Deployment
Indexify can be deployed in the following ways -
- Bare Metal and VMs
- Docker Compose
- Kubernetes (or any other container orchestrator)
Bare Metal
Indexify doesn’t depend on Kubernetes or Docker, you can run the server and executors on any VM or bare metal machines.
Start Server
Start the server on one machine. Read the configuration reference to understand how to customize the server to use blob stores for storing function outputs.
indexify-server
We have a replicated mode for the server, based on Raft consensus protocol. It’s not public yet because we are still figuring out how to make it easy to configure, operate and use by developers. If you are interested in using it, please reach out to us.
Start Executor
Start as many executors you want in different machines.

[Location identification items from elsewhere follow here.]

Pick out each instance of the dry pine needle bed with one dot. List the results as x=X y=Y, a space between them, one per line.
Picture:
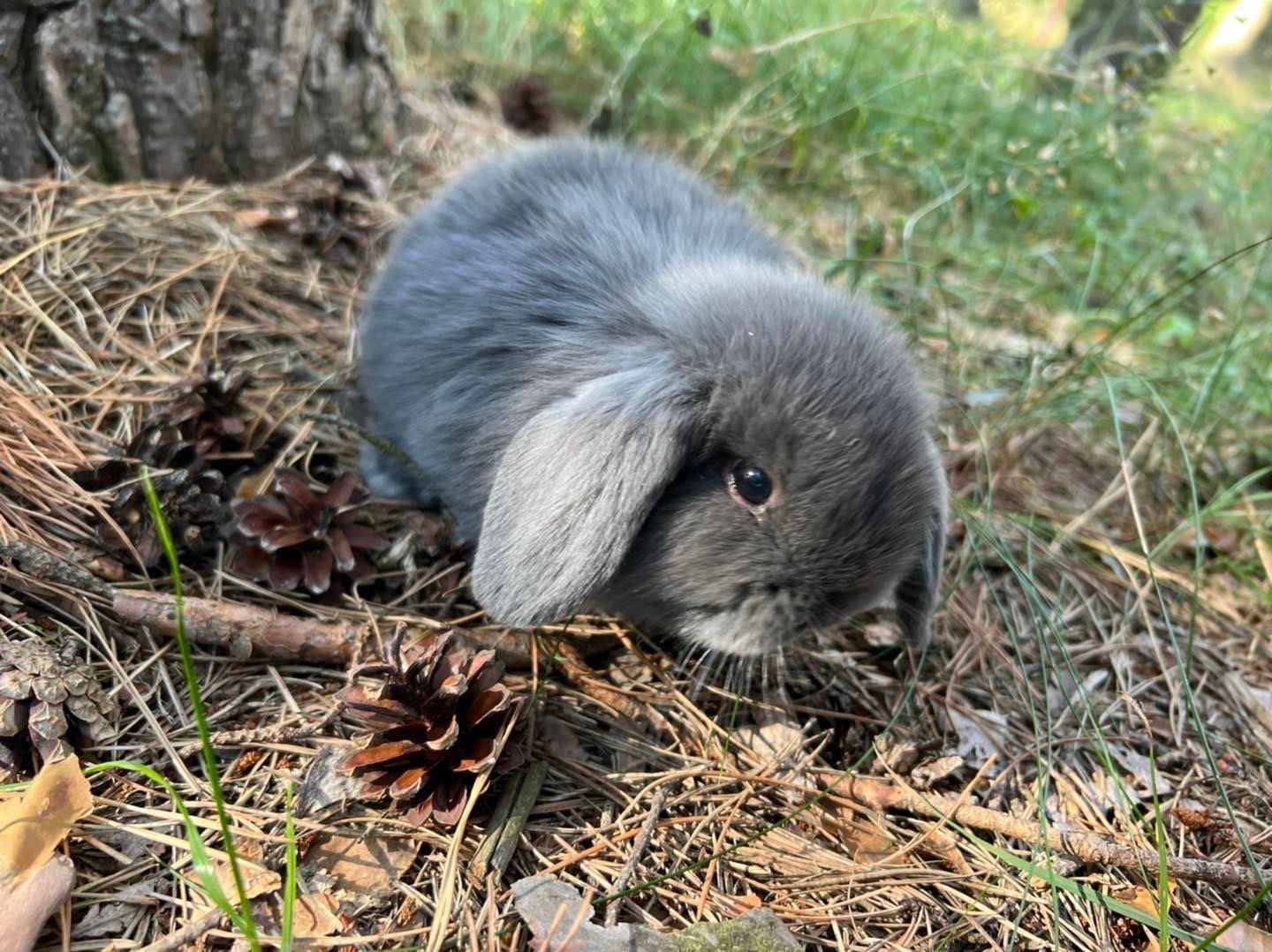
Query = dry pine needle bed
x=1029 y=741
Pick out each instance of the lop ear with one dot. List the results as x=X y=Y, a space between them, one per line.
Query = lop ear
x=920 y=587
x=574 y=488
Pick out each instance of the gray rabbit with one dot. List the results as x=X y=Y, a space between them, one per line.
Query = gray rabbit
x=633 y=401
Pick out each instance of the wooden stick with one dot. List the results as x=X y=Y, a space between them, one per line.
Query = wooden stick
x=526 y=796
x=28 y=905
x=639 y=847
x=246 y=631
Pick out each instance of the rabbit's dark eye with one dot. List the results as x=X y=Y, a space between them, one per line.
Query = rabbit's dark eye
x=749 y=485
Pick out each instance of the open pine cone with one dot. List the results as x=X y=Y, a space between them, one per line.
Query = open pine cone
x=295 y=535
x=49 y=702
x=193 y=498
x=208 y=413
x=440 y=717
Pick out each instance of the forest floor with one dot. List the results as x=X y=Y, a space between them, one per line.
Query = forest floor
x=1083 y=760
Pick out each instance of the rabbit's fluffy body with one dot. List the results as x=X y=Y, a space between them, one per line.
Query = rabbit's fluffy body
x=577 y=341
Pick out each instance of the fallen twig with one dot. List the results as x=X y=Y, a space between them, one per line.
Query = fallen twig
x=48 y=567
x=570 y=662
x=245 y=631
x=1087 y=847
x=28 y=905
x=186 y=936
x=526 y=796
x=647 y=834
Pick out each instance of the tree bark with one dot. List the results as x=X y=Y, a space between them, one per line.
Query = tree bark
x=173 y=88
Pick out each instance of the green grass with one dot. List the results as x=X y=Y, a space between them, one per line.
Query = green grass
x=1083 y=254
x=928 y=162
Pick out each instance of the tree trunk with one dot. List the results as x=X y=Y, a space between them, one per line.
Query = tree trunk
x=175 y=88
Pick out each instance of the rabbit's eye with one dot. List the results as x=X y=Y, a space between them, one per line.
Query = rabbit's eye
x=748 y=485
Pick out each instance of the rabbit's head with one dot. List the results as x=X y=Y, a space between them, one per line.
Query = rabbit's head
x=765 y=466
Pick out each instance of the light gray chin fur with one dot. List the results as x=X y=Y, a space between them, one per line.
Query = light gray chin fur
x=725 y=633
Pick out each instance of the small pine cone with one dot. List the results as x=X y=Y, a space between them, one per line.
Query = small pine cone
x=297 y=535
x=526 y=106
x=49 y=702
x=208 y=413
x=439 y=717
x=195 y=500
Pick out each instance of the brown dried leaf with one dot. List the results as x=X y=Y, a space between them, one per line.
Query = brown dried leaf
x=1246 y=938
x=32 y=824
x=370 y=865
x=933 y=772
x=257 y=880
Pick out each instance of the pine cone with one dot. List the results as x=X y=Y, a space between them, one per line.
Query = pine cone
x=49 y=702
x=208 y=413
x=439 y=718
x=297 y=535
x=193 y=498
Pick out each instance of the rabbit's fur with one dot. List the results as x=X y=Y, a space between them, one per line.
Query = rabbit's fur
x=575 y=340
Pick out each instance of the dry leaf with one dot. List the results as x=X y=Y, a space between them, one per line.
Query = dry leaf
x=897 y=757
x=34 y=881
x=554 y=909
x=314 y=917
x=867 y=845
x=370 y=865
x=1147 y=902
x=933 y=772
x=263 y=217
x=34 y=822
x=256 y=879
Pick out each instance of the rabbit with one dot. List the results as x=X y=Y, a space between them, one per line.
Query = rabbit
x=633 y=401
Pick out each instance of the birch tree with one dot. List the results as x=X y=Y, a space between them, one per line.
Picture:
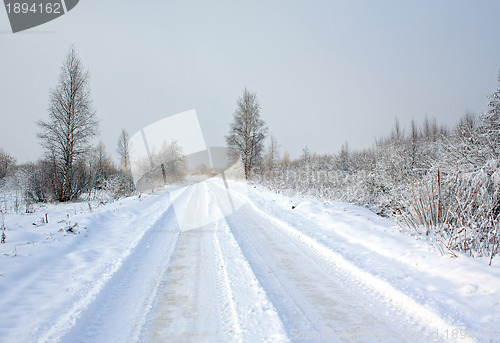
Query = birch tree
x=247 y=132
x=123 y=150
x=72 y=123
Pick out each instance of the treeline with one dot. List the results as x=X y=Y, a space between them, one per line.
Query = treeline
x=443 y=183
x=72 y=167
x=96 y=177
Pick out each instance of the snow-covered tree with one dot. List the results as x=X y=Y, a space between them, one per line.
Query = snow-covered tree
x=247 y=132
x=124 y=150
x=72 y=124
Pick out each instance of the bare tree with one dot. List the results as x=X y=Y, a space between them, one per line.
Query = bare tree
x=6 y=163
x=247 y=132
x=272 y=157
x=72 y=124
x=123 y=150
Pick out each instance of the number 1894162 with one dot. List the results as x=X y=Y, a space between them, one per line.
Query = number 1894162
x=23 y=7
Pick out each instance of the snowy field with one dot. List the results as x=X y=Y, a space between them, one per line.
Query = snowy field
x=201 y=264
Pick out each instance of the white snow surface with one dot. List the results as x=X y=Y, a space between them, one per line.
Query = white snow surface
x=144 y=270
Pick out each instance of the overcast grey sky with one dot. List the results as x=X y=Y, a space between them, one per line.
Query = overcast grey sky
x=325 y=72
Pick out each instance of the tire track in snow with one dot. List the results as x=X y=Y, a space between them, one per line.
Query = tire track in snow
x=120 y=302
x=381 y=289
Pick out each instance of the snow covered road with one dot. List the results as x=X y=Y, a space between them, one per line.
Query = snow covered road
x=201 y=264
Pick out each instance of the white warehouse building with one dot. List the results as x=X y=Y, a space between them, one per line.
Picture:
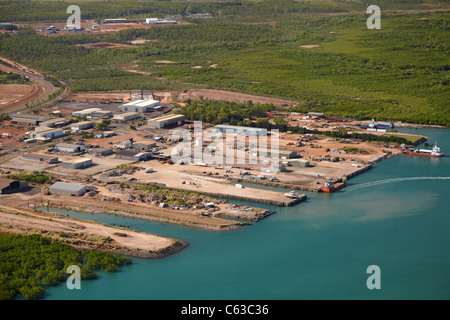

indexify-cli executor --server-addr <server-ip>:<server-port>
Docker Compose
You can spin up the server and executor using docker compose, and deploy and run in a production-like environment. Copy the docker-compose.yaml file from here.
docker compose up
This starts the server and two replicas of the exeuctor in separate containers.
Change the replicas
field for the executor in docker compose to add more executors (i.e parallelism) to the workflow.
This uses a default executor container based on Debian and a vanilla Python installation. We generally provide docker compose files for local testing of every example project in the repository.
Kubernetes
We provide some basic Helm charts to deploy Indexify on Kubernetes. If you’d like to try with your own cluster, check out the instructions.
Components
- Server - This is where all your requests go. There’s an
ingress which exposes
/
by default. - Executor - Extractors can take multiple forms, this example is generic and works for all the extractors which are distributed by the project.
Dependencies
Blob Store
We recommend using an S3 like service for the blob store. Our ephemeral example uses minio for this. See the environment variable patch for how this gets configured.
The API server and coordinator will need an AWS_ENDPOINT
env var pointing to
where your S3 solution is hosted. Extractors need a slightly different env var -
AWS_ENDPOINT_URL
.
GCP
- You’ll want to create a HMAC key to use as
AWS_ACCESS_KEY_ID
andAWS_SECRET_ACCESS_KEY
. - Set
AWS_ENDPOINT_URL
tohttps://storage.googleapis.com/
Other Clouds
Not all clouds expose a S3 interface. For those that don’t check out the s3proxy project. However, we’d love help implementing your native blob storage of choice! Please open an issue so that we can have a discussion on how that would look for the project.